Ward observou que, com o apoio chinês à Rússia na Europa e o apoio russo à China em Taiwan, “pode haver atividades muito mais perigosas nos próximos anos, à medida que estes dois estados autoritários continuam a aprofundar a sua relação”.
Washington afirmou que Pequim está a ajudar a guerra da Rússia na Ucrânia, fornecendo informações de satélite, peças para aviões de combate, microchips e outros equipamentos, ao mesmo tempo que enche o cofre de guerra de Moscovo com importações recordes de petróleo. Por isso, os EUA sancionaram várias empresas chinesas e ameaçaram colocar na lista negra instituições bancárias chinesas, a menos que suspendessem os negócios com empresas russas.
A China não vende armas directamente à Rússia desde o início da guerra na Ucrânia, mas exporta os chamados componentes de “dupla utilização” que podem ser utilizados no fabrico de armas, bem como para fins não militares. Pequim afirma ser neutra no conflito com a Ucrânia e insiste que não violou as sanções dos EUA durante a guerra.
Mas o apoio táctico de Pequim a Moscovo também irritou a União Europeia, com questões sobre a Ucrânia ofuscando a recente viagem de Xi a França, que deveria servir como uma ofensiva de charme. Xi, durante a sua primeira visita à Europa em cinco anos, insistiu que “a China não é o criador da crise, nem é parte ou participante dela”.
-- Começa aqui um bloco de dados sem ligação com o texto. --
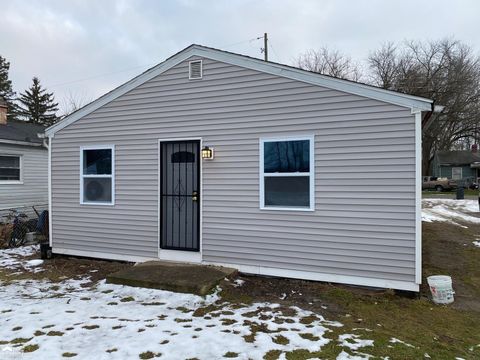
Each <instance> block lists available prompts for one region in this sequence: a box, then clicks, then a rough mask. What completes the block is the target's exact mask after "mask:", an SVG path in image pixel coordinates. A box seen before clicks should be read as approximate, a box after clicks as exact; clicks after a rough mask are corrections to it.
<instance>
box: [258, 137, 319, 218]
mask: <svg viewBox="0 0 480 360" xmlns="http://www.w3.org/2000/svg"><path fill="white" fill-rule="evenodd" d="M313 144H314V140H313V136H309V137H299V138H284V139H261V140H260V208H261V209H273V210H314V207H315V204H314V202H315V201H314V173H315V171H314V162H313Z"/></svg>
“Não creio que a China aumente significativamente o seu apoio à Rússia, o que poderá levar a que a Rússia tenha uma capacidade de combate muito mais forte. Muito provavelmente, a China continuará a argumentar que as suas transações comerciais com a Rússia são comércio internacional normal e tentará manter aproximadamente o mesmo nível de relações comerciais com a Rússia”, disse Li Mingjiang, professor associado da Escola Rajaratnam de Estudos Internacionais de Singapura. O Independente.
“Agora que os EUA e os países europeus estão a exercer pressões bastante fortes sobre a exportação da China de tecnologias e equipamentos de dupla utilização para a Rússia, Putin pode procurar o compromisso do líder chinês de que a China não vacilará sob as pressões ocidentais.”
Embora Putin provavelmente procure mais apoio de Pequim à medida que ganha terreno na Ucrânia, Xi precisa de Moscovo para contrabalançar os EUA.
O apoio dos EUA a Taiwan – que reconhece formalmente fazer parte da China, mas afirma que apoiará contra qualquer tentativa de ocupação forçada pelas forças do continente – a sua presença naval no Mar da China Meridional, as repetidas ameaças de sanções e a escalada da guerra comercial prejudicaram enormemente as relações com a superpotência asiática.
Neste contexto, disse Singh, o presidente chinês não mudará fundamentalmente a sua abordagem ao demonstrar apoio à Rússia.
O Dr. Ward sublinhou a necessidade de o Ocidente perceber que este é um “adversário combinado” que veio para ficar.
“A China colocou todo o seu peso económico na guerra de Putin, permitindo-lhe reconstituir rapidamente a sua base industrial militar, apesar das sanções ocidentais significativas”, disse ele, argumentando que isto “significa que devemos avançar com um espectro mais amplo de sanções às indústrias e empresas da China que estão ligados à guerra de Putin”.